- Born: ? Velká Bíteš, Moravia
- Died: 17 February 1571 Velká Bíteš, Moravia
- Cause of death: Execution by breaking wheel
- Occupation: Soldier
- Known for: Alleged highest number of victims for a serial killer in the Czech lands
- Conviction: Confessed under torture
- Criminal charge: Murder, robbery, cannibalism
- Penalty: Phalangial amputation, body torn with pliers, breaking of limbs, and finally entangled on the breaking wheel

Details
- Date: 7 February 1571 (ruling delivered)
- Span of crimes: 1568–1571
- Killed: 59

= Martin Roháč =

Czech robber and serial killer

Martin Roháč (? – 17 February 1571) was a Czech soldier, later a robber and serial killer with the alleged highest number of victims in the Czech lands.
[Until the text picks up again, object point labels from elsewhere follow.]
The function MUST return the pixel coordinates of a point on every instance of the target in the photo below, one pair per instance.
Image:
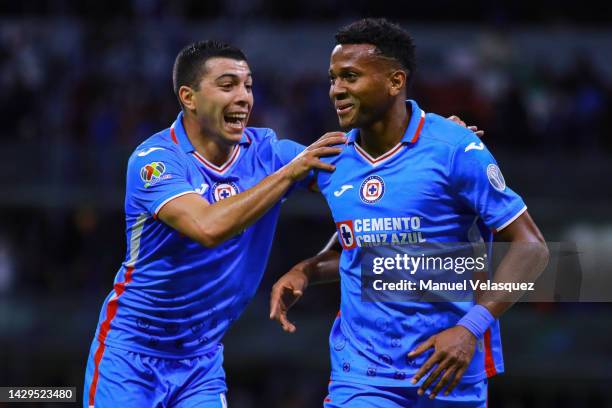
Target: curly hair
(390, 40)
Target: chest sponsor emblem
(346, 234)
(372, 189)
(343, 189)
(224, 190)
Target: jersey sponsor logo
(343, 189)
(144, 152)
(474, 146)
(224, 190)
(346, 235)
(372, 189)
(495, 177)
(153, 173)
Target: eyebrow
(233, 76)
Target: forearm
(325, 266)
(525, 260)
(227, 218)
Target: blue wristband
(477, 320)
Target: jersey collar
(413, 131)
(179, 135)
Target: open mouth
(344, 108)
(236, 120)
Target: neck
(386, 133)
(213, 149)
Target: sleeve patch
(495, 177)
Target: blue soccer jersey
(173, 297)
(434, 186)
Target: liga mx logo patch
(372, 189)
(495, 177)
(224, 190)
(346, 234)
(152, 173)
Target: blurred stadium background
(82, 83)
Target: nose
(243, 96)
(337, 91)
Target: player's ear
(397, 80)
(187, 97)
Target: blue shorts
(344, 394)
(127, 379)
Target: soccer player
(434, 180)
(202, 202)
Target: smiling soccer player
(401, 163)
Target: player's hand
(454, 349)
(310, 157)
(285, 293)
(457, 120)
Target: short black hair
(189, 63)
(391, 40)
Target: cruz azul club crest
(346, 234)
(152, 173)
(372, 189)
(224, 190)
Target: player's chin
(346, 121)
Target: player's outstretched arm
(324, 267)
(454, 348)
(212, 224)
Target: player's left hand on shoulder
(457, 120)
(453, 352)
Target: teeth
(239, 116)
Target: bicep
(523, 229)
(182, 214)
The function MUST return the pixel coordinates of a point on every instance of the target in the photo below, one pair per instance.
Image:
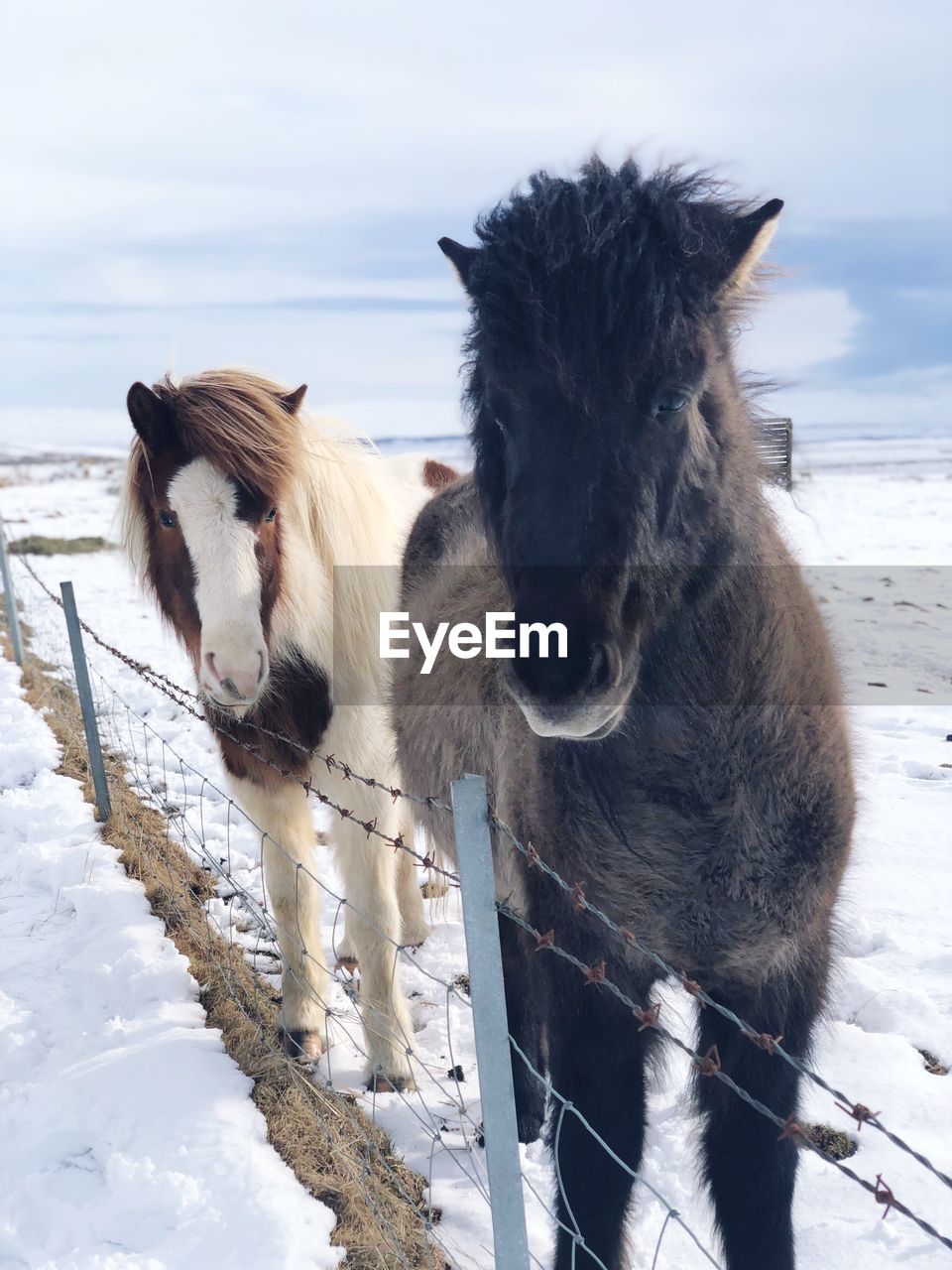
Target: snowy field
(128, 1135)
He came from Velká Bíteš. With his robbery group, he murdered 59 people between 1568 and 1571.

==Life==
As a soldier, he participated in the war with Turkey between 1566 and 1568. It ended with the Adrianople peace, and he was therefore released from the service. Together with several other soldiers, he began to kidnap and murder. Their victims were mainly defenceless merchants and craftsmen whom they stole money, goods and usually clothing from.
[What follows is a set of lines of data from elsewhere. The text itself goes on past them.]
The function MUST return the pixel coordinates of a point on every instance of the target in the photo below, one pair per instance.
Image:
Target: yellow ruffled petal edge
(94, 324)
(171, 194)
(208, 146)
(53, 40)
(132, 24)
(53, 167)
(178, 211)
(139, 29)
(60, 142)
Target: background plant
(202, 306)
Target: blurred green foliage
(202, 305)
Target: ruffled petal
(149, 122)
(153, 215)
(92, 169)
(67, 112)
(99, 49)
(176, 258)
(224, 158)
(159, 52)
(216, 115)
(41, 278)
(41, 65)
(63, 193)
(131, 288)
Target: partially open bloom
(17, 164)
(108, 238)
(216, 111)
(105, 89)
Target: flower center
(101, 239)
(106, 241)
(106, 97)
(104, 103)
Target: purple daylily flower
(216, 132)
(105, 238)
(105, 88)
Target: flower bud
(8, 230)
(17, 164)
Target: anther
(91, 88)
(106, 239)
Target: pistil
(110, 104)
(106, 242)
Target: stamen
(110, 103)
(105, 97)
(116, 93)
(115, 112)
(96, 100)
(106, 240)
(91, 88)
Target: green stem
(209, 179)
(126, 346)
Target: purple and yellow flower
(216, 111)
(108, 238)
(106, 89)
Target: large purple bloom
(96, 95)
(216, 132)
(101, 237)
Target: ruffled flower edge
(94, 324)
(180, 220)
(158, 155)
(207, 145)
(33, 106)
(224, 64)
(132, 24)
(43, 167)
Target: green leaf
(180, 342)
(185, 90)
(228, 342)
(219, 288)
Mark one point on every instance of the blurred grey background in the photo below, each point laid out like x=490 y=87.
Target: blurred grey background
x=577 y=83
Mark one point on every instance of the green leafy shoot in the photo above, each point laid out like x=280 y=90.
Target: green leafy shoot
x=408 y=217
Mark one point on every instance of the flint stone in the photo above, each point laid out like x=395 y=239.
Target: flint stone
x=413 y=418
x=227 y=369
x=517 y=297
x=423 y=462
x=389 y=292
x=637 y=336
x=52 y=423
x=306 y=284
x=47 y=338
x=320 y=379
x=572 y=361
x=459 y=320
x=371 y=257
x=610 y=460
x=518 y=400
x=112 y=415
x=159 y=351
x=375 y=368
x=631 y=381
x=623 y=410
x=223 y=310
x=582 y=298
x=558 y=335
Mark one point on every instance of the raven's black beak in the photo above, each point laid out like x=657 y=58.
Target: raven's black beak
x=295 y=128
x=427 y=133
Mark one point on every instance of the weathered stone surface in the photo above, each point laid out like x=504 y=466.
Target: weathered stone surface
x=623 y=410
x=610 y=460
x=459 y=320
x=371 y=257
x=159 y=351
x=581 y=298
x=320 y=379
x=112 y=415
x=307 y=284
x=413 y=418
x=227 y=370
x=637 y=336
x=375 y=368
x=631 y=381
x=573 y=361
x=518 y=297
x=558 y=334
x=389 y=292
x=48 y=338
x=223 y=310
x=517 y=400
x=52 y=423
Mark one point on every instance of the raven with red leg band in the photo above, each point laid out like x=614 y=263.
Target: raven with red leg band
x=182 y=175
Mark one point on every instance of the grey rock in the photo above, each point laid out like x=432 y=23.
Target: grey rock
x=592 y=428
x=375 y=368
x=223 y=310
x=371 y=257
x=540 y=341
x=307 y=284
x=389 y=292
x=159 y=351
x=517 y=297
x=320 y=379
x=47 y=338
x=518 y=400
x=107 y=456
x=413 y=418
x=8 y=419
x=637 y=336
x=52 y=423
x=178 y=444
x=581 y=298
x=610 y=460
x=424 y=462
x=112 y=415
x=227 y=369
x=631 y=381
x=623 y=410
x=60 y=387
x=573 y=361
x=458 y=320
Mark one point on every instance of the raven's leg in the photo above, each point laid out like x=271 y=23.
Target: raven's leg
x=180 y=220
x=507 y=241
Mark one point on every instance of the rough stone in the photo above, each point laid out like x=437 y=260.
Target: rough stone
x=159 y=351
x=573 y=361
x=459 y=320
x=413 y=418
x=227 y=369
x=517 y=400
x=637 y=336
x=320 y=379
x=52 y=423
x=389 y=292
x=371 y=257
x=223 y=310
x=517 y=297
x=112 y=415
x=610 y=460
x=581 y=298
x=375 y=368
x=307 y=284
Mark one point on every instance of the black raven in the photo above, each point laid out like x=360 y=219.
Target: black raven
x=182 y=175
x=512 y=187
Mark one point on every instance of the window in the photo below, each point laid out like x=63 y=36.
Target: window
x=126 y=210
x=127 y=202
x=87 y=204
The first murders were committed in Transylvania, where 4 people were killed by the group. They were robbed of 24 gold and clothing. Another victim was a merchant near Vienna who was robbed of 40 gold, two gloves and a garment. At Augsburg, they committed two murders. They also stole weapons from the victims this time. The following killings were committed at Stupava, under Bratislava; in Uherské Hradiště, Uherský Brod, near Bánov (today's Velké Bílovice) and in Hustopeče, where one of the men murdered three men in one day and stole three women's skirts. Other murders occurred in Újezd, Poštorná and Ivančice.

After these crimes, some members of the group decided to leave. Only two – Mikuláš Miča from Předklášteří and Jan Čech – remained with him. Their cruelty then increased. For example, in Mělník, Čáslav and Chrudim they murdered three pregnant women, carved four fruit shapes into them and cut out the hearts, lungs, and liver of the unborn children, which they later cooked and ate. They believed it would give them courage and strength to murder more.
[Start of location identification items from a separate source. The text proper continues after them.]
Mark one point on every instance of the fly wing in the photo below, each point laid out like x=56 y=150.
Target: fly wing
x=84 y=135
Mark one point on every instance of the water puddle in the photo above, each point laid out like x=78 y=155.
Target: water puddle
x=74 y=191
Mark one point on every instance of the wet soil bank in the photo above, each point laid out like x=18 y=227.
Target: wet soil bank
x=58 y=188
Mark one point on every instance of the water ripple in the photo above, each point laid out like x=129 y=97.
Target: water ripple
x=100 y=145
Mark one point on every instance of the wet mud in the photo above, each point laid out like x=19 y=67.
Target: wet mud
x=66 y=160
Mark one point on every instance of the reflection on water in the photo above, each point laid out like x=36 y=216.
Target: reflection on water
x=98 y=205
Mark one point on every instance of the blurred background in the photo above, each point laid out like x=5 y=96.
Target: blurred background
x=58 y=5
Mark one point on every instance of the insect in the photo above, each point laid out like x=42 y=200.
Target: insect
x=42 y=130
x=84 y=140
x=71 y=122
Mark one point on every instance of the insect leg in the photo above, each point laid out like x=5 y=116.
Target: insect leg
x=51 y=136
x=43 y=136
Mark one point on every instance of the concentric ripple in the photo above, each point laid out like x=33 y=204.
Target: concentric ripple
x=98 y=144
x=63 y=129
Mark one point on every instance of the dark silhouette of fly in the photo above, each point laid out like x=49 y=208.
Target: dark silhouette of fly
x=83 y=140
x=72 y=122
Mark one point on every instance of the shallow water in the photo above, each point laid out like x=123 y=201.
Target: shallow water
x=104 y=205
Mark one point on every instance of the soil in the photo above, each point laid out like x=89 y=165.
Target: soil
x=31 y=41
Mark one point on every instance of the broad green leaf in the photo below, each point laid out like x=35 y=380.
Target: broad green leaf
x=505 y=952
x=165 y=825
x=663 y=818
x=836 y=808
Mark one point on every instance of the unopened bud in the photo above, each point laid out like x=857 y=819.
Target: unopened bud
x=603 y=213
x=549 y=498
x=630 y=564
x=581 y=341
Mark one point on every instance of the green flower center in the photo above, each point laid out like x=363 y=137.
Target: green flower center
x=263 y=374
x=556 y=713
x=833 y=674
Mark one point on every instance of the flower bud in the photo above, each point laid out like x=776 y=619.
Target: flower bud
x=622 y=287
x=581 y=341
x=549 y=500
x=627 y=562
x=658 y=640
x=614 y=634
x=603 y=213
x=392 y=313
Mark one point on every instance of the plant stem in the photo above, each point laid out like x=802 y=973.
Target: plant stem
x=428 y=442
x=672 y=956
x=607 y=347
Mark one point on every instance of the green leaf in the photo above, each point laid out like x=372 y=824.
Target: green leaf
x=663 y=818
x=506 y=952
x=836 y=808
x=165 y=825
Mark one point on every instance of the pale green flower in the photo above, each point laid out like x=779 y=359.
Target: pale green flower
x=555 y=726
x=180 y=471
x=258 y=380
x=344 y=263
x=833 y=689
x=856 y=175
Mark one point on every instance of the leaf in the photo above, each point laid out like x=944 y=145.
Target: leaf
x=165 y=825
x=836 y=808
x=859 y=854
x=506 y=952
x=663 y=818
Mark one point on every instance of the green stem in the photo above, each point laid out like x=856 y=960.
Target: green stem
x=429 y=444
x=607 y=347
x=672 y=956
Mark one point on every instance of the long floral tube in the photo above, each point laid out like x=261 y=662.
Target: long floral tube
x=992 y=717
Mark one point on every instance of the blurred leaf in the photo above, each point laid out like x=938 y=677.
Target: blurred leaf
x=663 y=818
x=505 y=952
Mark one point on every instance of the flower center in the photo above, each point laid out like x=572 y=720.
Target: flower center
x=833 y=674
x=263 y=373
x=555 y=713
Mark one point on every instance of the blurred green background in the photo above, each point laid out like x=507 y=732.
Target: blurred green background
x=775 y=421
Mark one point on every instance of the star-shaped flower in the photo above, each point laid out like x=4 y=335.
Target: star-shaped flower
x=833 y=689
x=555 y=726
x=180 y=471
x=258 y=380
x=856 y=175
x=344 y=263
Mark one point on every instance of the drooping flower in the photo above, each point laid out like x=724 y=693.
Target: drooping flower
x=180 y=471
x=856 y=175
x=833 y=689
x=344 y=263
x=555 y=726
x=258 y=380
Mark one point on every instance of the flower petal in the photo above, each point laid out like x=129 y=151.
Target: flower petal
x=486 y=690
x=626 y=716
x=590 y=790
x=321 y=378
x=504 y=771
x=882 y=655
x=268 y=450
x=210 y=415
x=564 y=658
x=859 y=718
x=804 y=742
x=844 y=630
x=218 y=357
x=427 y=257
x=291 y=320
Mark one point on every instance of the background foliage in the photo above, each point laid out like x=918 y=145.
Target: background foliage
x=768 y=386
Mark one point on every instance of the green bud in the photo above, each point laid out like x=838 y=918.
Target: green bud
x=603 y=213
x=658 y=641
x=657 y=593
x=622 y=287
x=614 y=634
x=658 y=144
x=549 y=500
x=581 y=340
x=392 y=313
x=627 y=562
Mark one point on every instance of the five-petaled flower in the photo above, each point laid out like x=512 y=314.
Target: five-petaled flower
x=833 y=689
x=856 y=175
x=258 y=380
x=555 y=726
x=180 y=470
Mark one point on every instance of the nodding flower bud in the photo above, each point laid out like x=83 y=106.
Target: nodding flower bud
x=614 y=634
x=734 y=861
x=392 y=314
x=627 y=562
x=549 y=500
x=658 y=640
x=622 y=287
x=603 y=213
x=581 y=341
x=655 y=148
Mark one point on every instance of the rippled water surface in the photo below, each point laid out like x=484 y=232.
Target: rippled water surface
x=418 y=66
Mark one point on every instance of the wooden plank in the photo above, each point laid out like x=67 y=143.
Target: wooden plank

In 1571 Mikuláš Miča was captured in Tišnov. At the time only Roháč was active. Miča was tortured and eventually confessed, soon leading to the arrest of Roháč in Velká Bíteš. He was also tortured and eventually confessed to the murders.

The ruling of Martin Roháč was delivered on 7 February 1571. It was as cruel as the accused's own crimes. At first, his phalanges of fingers were gradually removed at the pillory and then he was brought to the execution site where he had his body torn with pliers, next all his limbs would be shuffled around him, finally being entangled on the breaking wheel, awaiting death. The sentence was carried out by the Brno executioner on the convict and his six assistants on 17 February 1571.